When you say security laws, do you mean *trading* securities (stocks, bonds, options), or physical security like the rent-a-cop at the door?
The laws here really don't change much if you're public or private except for what the SEC imposes. Most of the SEC's rules are wrapped around shutting down insider trading. The rest... well... if you wanted to publically host your address list, you could. Your customers would hate you as every spam bot and letter writer in the world ripped it, but you could.
HIPAA is the only one of the triumverate that really does any significant personal data protections, other than the Do Not Call list stuff. The big thing with HIPAA is that you can't track back a person to a medical issue. It needs to stay as confidential as possible, preferably doctor/patient only. You can assign random GUIDs to people though and toss them around all day.
This, however, has nothing to do with going from private to public. This is just the law, period.
There are no significant data laws (in the U.S.) that change during an IPO.
Of course, final note, my disclaimer: I AM NOT A LAWYER. WHAT I SAY HAS NO PROFESSIONAL BEARING AND IS CONSIDERED HEARSAY AND AMATEUR. CHECK ALL FINDINGS WITH A REGISTERED LAWYER OF YOUR LOCAL STATE BAR BEFORE PROCEEDING LEGALLY ON ANY MATTER DISCUSSED.
There, that should Cover my ...
Never stop learning, even if it hurts. Ego bruises are practically mandatory as you learn unless you've never risked enough to make a mistake.
For better assistance in answering your questions[/url] | Forum Netiquette
For index/tuning help, follow these directions.[/url] |Tally Tables[/url]
Twitter: @AnyWayDBA
January 11, 2011 at 10:44 am
Pre disclaimer: I am not a lawyer and I haven't stayed at a Holiday Inn Express recently..
The law that comes to mind immediately is SOX. From the IT side SOX demands a fair degree of change control and auditing. So if you make changes willy nilly now on your production systems without much or any oversight I would forsee that changing. When SOX came into being I was working for a publicly traded company and a Change Authorization Board (CAB) was created, all changes to production went through this board. The other thing was that changes to production systems that could be scripted SHOULD be scripted.. Changing a table, generate a script! This was done mainly so that the change script itself could be stored with the request. Even production roll-outs were CAB'd, but the changes were not generally included in the change log, just a list where it was possible.
I guess where I'm going with this is that production system changes are logged and approved and that many things aren't allowed without a change authorization.

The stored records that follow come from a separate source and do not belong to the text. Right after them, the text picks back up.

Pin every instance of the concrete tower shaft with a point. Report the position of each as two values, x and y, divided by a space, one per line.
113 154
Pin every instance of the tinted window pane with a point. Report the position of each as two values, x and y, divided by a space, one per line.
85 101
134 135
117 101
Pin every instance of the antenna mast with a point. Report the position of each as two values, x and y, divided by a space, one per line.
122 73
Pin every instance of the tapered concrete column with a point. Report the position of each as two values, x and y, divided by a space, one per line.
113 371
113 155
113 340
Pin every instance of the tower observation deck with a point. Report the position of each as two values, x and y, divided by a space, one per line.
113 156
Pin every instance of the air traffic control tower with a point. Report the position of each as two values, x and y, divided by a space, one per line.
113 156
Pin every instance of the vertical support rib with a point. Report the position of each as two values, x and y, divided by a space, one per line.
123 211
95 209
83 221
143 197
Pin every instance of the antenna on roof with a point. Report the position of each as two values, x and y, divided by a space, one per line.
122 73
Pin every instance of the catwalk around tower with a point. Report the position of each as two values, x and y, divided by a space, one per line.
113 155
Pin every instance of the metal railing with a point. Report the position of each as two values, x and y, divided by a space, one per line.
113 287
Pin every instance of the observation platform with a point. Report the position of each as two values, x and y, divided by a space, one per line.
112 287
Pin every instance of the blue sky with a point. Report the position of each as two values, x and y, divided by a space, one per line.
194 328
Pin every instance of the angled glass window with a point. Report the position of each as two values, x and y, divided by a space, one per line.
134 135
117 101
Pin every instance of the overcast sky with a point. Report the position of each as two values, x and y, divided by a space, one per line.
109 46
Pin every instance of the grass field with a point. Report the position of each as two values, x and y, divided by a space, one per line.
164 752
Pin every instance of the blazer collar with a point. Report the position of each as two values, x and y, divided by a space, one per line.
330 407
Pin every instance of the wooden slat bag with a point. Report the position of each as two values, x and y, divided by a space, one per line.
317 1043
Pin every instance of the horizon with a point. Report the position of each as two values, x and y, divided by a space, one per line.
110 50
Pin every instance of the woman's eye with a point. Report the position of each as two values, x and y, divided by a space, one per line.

Also, your change control process will be audited and compliance measured, make sure you have someone who knows the process intimately explain it to the auditors.

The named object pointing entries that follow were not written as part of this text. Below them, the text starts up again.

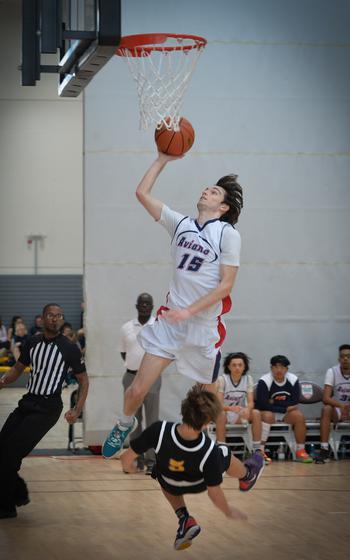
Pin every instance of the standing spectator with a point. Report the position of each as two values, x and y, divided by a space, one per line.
236 394
37 326
49 354
4 341
132 354
277 398
336 397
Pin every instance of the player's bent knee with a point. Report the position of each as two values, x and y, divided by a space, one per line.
135 393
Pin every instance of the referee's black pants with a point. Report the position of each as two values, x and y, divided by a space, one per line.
34 416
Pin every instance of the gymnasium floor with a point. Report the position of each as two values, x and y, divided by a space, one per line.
85 507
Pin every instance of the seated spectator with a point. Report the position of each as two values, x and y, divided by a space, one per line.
4 341
19 338
37 326
336 397
236 394
277 398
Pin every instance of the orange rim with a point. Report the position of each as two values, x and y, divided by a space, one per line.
140 45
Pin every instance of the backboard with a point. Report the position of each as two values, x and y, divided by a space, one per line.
83 34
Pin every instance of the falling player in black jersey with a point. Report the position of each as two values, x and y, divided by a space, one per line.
188 461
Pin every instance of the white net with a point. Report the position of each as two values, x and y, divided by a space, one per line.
162 74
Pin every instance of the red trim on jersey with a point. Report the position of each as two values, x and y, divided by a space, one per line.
226 307
221 333
160 310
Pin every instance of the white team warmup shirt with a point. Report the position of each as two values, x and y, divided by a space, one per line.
197 253
340 385
235 394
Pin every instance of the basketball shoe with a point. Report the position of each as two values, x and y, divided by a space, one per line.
115 439
255 466
187 531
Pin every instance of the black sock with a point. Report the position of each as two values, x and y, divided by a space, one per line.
182 512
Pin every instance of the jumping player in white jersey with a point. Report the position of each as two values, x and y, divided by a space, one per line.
189 329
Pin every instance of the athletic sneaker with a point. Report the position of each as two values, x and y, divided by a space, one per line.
255 466
115 440
303 457
187 531
324 455
267 459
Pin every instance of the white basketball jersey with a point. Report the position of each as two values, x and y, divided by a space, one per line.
340 384
197 253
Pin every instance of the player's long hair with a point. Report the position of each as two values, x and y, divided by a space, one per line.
199 408
233 197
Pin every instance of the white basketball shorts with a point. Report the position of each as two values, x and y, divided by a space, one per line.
191 344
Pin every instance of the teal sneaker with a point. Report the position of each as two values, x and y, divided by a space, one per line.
115 439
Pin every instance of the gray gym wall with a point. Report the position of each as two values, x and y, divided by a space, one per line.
270 101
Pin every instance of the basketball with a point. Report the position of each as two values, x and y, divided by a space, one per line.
175 142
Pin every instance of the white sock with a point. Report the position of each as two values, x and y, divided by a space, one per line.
126 420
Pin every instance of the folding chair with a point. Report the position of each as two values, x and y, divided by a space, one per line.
238 437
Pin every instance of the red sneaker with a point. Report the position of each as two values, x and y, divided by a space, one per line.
303 457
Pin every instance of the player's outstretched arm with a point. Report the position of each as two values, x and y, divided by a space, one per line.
144 188
218 498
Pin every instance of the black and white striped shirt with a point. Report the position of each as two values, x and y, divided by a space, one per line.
50 360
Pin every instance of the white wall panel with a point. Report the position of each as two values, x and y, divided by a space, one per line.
269 101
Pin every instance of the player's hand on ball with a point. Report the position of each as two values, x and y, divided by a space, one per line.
176 315
71 416
237 514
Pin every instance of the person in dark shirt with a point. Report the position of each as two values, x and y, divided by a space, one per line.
49 355
189 462
277 397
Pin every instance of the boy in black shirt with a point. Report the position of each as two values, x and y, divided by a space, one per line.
188 461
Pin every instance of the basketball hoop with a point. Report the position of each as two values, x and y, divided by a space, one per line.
162 65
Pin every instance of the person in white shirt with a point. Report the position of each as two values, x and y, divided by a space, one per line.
336 397
189 328
236 394
132 354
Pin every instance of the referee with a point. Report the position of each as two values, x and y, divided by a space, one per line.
49 355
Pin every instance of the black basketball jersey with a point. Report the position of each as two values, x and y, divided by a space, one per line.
182 466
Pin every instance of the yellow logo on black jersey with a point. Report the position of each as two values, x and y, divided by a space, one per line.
176 466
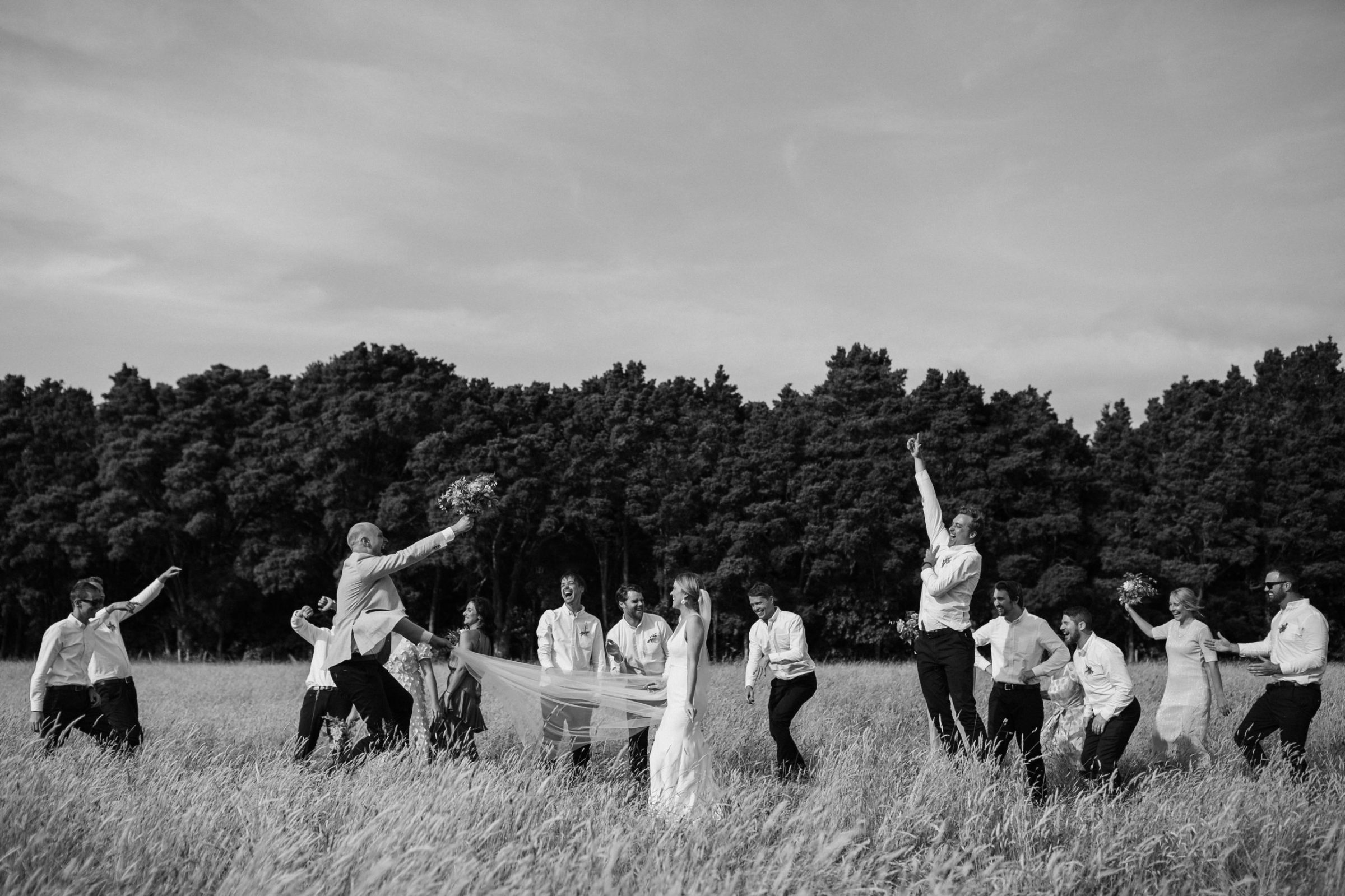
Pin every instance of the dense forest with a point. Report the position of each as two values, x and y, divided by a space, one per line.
249 484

Also, monitoring tools will likely be expected, either purchased or home-built. The auditors will want to compare changes MADE to changes AUTHORIZED.
Expect the first round to be rough if this is a change in your culture.
I would caution against going overboard on the rules for production changes, I have seen a couple environments that almost any change no matter how minor results in a change request, these environments were problematic to manage and lead to high turnover. As a base for databases:
1. Server restarts (machine or SQL), basically anytime SQL won't be responding to clients.
2. New/Changed Objects, ie: sprocs, tables, views, indexes, functions, synonyms, SSIS/DTS packages etc.
3. New/Changed Application related SQL Agent jobs, jobs related to system maintenance are excepted.
4. Security changes, new logins/users/roles, generally handled through a different change system than the other items here, for timeliness reasons.
5. Creation or attachment of a database.
6. Any change that makes a database unavailable.
7. Application database data changes (I/U/D)
Things that shouldn't require a change:
1. Database backups of any type.
2. Traces
3. Execution of sprocs, even if they change data - some exceptions
4. Re-Indexing
5. Admin database data changes (I/U/D), these are typically tied to DBA admin and monitoring activities and are therefore the DBA's to manage as they see fit.
There are other things but these are the big ones I thought of first.
Also, many private companies chose to comply with all or part of SOX even though they weren't *required* to because there are some good practices and it doesn't hurt to say that we are generally SOX compliant already if we are looking to sell..
CEWII
January 11, 2011 at 10:57 am
^ Elliott's right. I blame it still being morning, sorry... and I was thinking of data security and protection in a different light.
I live and breath SOX so often I forget it's actually a law. One comment though. While you might not need a change script for administrative data changes, you do need an audit of who did what. The audit level will allow you to avoid needing authorizations and permissions.
If you don't have one, you will need the other, if you need to be SOX compliant.
Never stop learning, even if it hurts. Ego bruises are practically mandatory as you learn unless you've never risked enough to make a mistake.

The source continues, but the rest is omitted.